Meeting of the Parliament 10 February 2026 [Draft]
My amendments 14 and 18 would replace the word “investment” with the words “funding and finance”. The line that is affected, which reads
“promoting access to investment opportunities that provide a benefit to the community and to local businesses”,
was added by the Scottish Government as a late stage 2 amendment. It was not made completely clear to me why that was added. It did not come from any of the evidence that we took at the Economy, Energy and Fair Work Committee, although many questions were raised about funding for community wealth building and access to finance.
The problem with the phrasing in the bill, which refers to
“promoting access to investment opportunities that provide a benefit to the community and to local businesses”
is that external or foreign investment in local assets would meet that criteria if it created jobs or facilitated the building of infrastructure. Neither of those is a bad thing, but that is absolutely not what community wealth building is about.
Community wealth building is about the community and local people owning and benefiting from the assets.
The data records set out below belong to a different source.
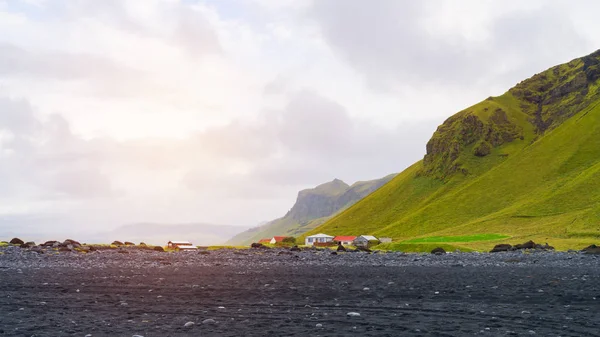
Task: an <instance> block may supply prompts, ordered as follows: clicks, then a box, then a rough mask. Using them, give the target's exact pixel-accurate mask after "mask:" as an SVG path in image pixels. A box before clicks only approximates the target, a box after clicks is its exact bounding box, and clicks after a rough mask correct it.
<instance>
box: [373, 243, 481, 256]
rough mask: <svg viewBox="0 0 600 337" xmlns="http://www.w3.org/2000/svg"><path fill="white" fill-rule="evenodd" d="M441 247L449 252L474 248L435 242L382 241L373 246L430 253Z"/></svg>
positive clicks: (406, 252)
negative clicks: (378, 243)
mask: <svg viewBox="0 0 600 337" xmlns="http://www.w3.org/2000/svg"><path fill="white" fill-rule="evenodd" d="M437 247H441V248H444V250H445V251H447V252H454V251H455V250H457V249H458V250H460V251H461V252H464V253H468V252H473V251H474V250H473V249H471V248H468V247H464V246H459V245H451V244H447V243H442V244H433V243H403V242H397V243H382V244H380V245H377V246H375V247H373V249H374V250H391V251H396V252H406V253H430V252H431V251H432V250H433V249H434V248H437Z"/></svg>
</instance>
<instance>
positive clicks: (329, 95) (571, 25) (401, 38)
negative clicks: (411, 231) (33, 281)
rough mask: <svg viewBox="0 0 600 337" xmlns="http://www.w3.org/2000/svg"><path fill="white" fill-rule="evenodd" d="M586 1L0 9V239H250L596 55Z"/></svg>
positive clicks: (264, 0)
mask: <svg viewBox="0 0 600 337" xmlns="http://www.w3.org/2000/svg"><path fill="white" fill-rule="evenodd" d="M598 12H600V4H597V2H596V1H593V0H590V1H541V0H539V1H527V2H524V1H483V0H464V1H448V0H433V1H426V2H425V1H401V0H387V1H386V0H381V1H376V2H372V1H371V2H368V1H362V0H319V1H310V0H297V1H292V0H289V1H277V0H255V1H242V0H231V1H209V0H206V1H200V0H198V1H196V0H119V1H117V0H111V1H96V0H76V1H68V2H65V1H58V0H40V1H25V0H21V1H19V0H0V32H1V34H0V185H1V186H2V188H0V233H2V231H3V230H4V231H5V232H7V233H8V232H14V231H15V226H17V225H18V226H21V225H22V224H26V227H27V228H28V230H31V231H42V232H44V231H46V232H47V231H49V230H52V229H72V228H74V227H77V228H78V230H79V231H82V232H85V231H89V232H94V231H98V230H99V229H104V228H111V227H116V226H118V225H121V224H125V223H131V222H143V221H146V222H163V223H165V222H167V223H168V222H171V223H191V222H203V223H216V224H233V225H240V226H252V225H255V224H256V223H258V222H260V221H263V220H270V219H273V218H276V217H278V216H281V215H283V214H285V212H286V211H287V210H288V209H289V208H290V207H291V206H292V204H293V202H294V200H295V197H296V193H297V191H298V190H301V189H304V188H308V187H312V186H315V185H318V184H320V183H323V182H326V181H329V180H332V179H334V178H340V179H343V180H345V181H346V182H347V183H353V182H354V181H357V180H367V179H375V178H379V177H383V176H385V175H387V174H390V173H393V172H399V171H401V170H403V169H404V168H406V167H407V166H409V165H411V164H412V163H413V162H415V161H417V160H419V159H421V158H422V156H423V155H424V152H425V144H426V142H427V140H428V139H429V138H430V136H431V134H432V133H433V131H434V130H435V128H436V127H437V125H439V124H440V123H441V122H443V120H444V119H446V118H447V117H448V116H450V115H452V114H453V113H455V112H457V111H459V110H462V109H464V108H466V107H467V106H469V105H472V104H474V103H476V102H478V101H480V100H482V99H485V98H486V97H488V96H490V95H500V94H502V93H503V92H504V91H506V90H507V89H508V88H510V87H511V86H513V85H514V84H516V83H517V82H519V81H521V80H523V79H524V78H527V77H529V76H531V75H533V74H535V73H536V72H539V71H542V70H544V69H546V68H548V67H550V66H552V65H555V64H558V63H563V62H567V61H569V60H571V59H573V58H576V57H580V56H583V55H585V54H588V53H591V52H593V51H594V50H596V49H598V48H600V37H599V36H598V35H597V34H595V32H597V31H598V29H599V28H600V23H599V22H598V20H597V17H596V16H595V15H593V14H592V13H598Z"/></svg>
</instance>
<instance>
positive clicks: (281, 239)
mask: <svg viewBox="0 0 600 337" xmlns="http://www.w3.org/2000/svg"><path fill="white" fill-rule="evenodd" d="M285 238H287V236H274V237H273V238H272V239H271V241H269V243H270V244H272V245H274V244H276V243H281V242H283V239H285Z"/></svg>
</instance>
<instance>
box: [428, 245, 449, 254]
mask: <svg viewBox="0 0 600 337" xmlns="http://www.w3.org/2000/svg"><path fill="white" fill-rule="evenodd" d="M431 254H434V255H445V254H446V251H445V250H444V248H442V247H437V248H434V249H433V250H432V251H431Z"/></svg>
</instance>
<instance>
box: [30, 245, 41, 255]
mask: <svg viewBox="0 0 600 337" xmlns="http://www.w3.org/2000/svg"><path fill="white" fill-rule="evenodd" d="M29 251H31V252H34V253H38V254H44V250H43V249H42V247H39V246H33V247H31V249H30V250H29Z"/></svg>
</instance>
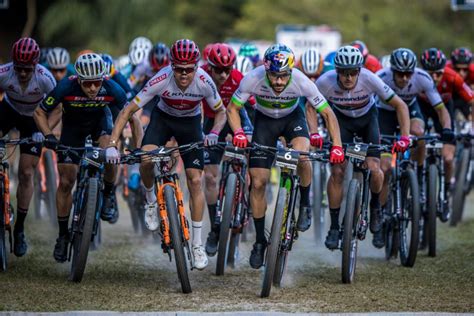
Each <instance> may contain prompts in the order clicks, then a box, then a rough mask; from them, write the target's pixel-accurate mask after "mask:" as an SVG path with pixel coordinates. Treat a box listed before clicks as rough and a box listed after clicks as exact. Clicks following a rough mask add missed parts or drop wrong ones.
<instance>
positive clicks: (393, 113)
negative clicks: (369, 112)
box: [372, 48, 449, 248]
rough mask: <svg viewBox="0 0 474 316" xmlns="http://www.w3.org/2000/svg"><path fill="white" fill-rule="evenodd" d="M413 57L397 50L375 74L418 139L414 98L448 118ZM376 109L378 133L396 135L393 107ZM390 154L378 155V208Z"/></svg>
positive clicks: (423, 154) (405, 50)
mask: <svg viewBox="0 0 474 316" xmlns="http://www.w3.org/2000/svg"><path fill="white" fill-rule="evenodd" d="M416 63H417V61H416V55H415V53H413V52H412V51H411V50H410V49H408V48H398V49H396V50H394V51H393V52H392V54H391V55H390V65H391V66H390V67H386V68H384V69H382V70H379V71H378V72H377V75H378V76H379V77H380V78H381V79H382V80H383V81H384V83H385V84H387V85H388V86H389V87H390V88H392V89H393V90H394V91H395V93H396V94H397V95H398V96H400V98H401V99H402V100H403V101H405V103H406V104H408V109H409V114H410V134H411V135H415V136H422V135H423V133H424V118H423V115H422V113H421V109H420V105H419V104H418V99H417V97H418V96H420V95H422V94H424V95H426V96H427V98H428V100H429V103H430V105H431V106H432V107H433V108H434V109H435V111H436V113H437V116H438V117H439V118H440V120H441V121H442V122H445V121H446V120H449V114H448V112H447V110H446V108H445V106H444V105H443V102H442V100H441V97H440V95H439V93H438V91H437V90H436V88H435V86H434V84H433V80H431V77H430V76H429V75H428V74H427V73H426V72H425V71H424V70H422V69H420V68H417V67H416ZM377 108H378V112H379V116H378V118H379V126H380V132H381V133H382V134H386V135H394V134H396V133H398V128H397V126H398V125H399V122H398V120H397V117H396V116H395V115H394V110H393V107H391V106H390V105H388V104H386V103H384V102H383V101H382V100H380V99H379V100H378V102H377ZM400 140H401V141H404V142H407V143H408V142H409V140H408V139H407V138H405V137H404V136H402V137H401V138H400ZM424 156H425V147H424V146H418V148H417V149H416V151H415V152H414V155H413V156H412V158H413V160H416V161H417V162H418V168H417V172H418V181H419V182H420V183H421V177H422V174H423V162H424V159H425V157H424ZM391 161H392V159H391V154H386V153H384V154H382V158H381V161H380V165H381V167H382V171H383V172H384V174H385V178H384V185H383V189H382V193H381V195H380V202H381V204H382V208H384V207H385V204H386V202H387V194H388V182H389V179H390V176H391V170H392V168H391ZM372 243H373V244H374V246H375V247H377V248H381V247H383V245H384V240H383V236H382V231H379V233H377V234H374V239H373V241H372Z"/></svg>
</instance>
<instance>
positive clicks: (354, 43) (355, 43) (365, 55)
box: [351, 40, 369, 58]
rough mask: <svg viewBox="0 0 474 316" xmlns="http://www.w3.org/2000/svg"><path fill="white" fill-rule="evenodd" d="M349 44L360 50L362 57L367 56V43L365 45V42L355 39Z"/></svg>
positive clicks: (368, 52) (367, 53)
mask: <svg viewBox="0 0 474 316" xmlns="http://www.w3.org/2000/svg"><path fill="white" fill-rule="evenodd" d="M351 46H354V47H355V48H357V49H358V50H360V52H361V53H362V56H364V58H365V57H367V55H368V54H369V49H368V48H367V45H365V43H364V42H362V41H359V40H355V41H353V42H352V43H351Z"/></svg>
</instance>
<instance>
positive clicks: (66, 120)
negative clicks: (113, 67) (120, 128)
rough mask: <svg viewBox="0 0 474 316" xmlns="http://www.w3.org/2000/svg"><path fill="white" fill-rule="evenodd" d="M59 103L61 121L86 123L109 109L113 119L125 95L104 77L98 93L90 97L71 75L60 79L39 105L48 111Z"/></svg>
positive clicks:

It is absolutely necessary for community wealth building projects to access “funding and finance”, however, and I think that the distinction is important. I ask members, therefore, to support my amendments, so as not to inadvertently undermine the purpose and intention of the bill.
I am unable to support Richard Leonard’s amendments 2 and 6, because I do not think that it is appropriate for the Government to try to influence commercial lending, as the amendments propose to do. I think that Scotland’s enterprise agencies should improve their support for co-operatives and other democratic and employee-owned business models, and that more should be done to support mutual banks and credit unions, and I would have supported any amendment that was framed in that way.
I am happy to support Paul Sweeney’s amendment 13, which would include co-operative finance organisations.
I find that Richard Leonard’s amendment 1 is too prescriptive. I would support increasing in-sourcing, but I cannot accept that it is always, and in every case, the best option.
Finally, I cannot support the amendment in Murdo Fraser’s name, which suggests that the interests of the generic term “businesses” should be considered on an equal footing with “the community” and “social enterprises” in a community wealth building bill. The amendment would make a substantial change to my amendment to the bill that was agreed to at stage 2, which was all about ensuring community engagement. Mr Fraser’s amendment would allow that to be hijacked by local business interests and would do much to undermine the intention of the bill, and I ask members not to support it.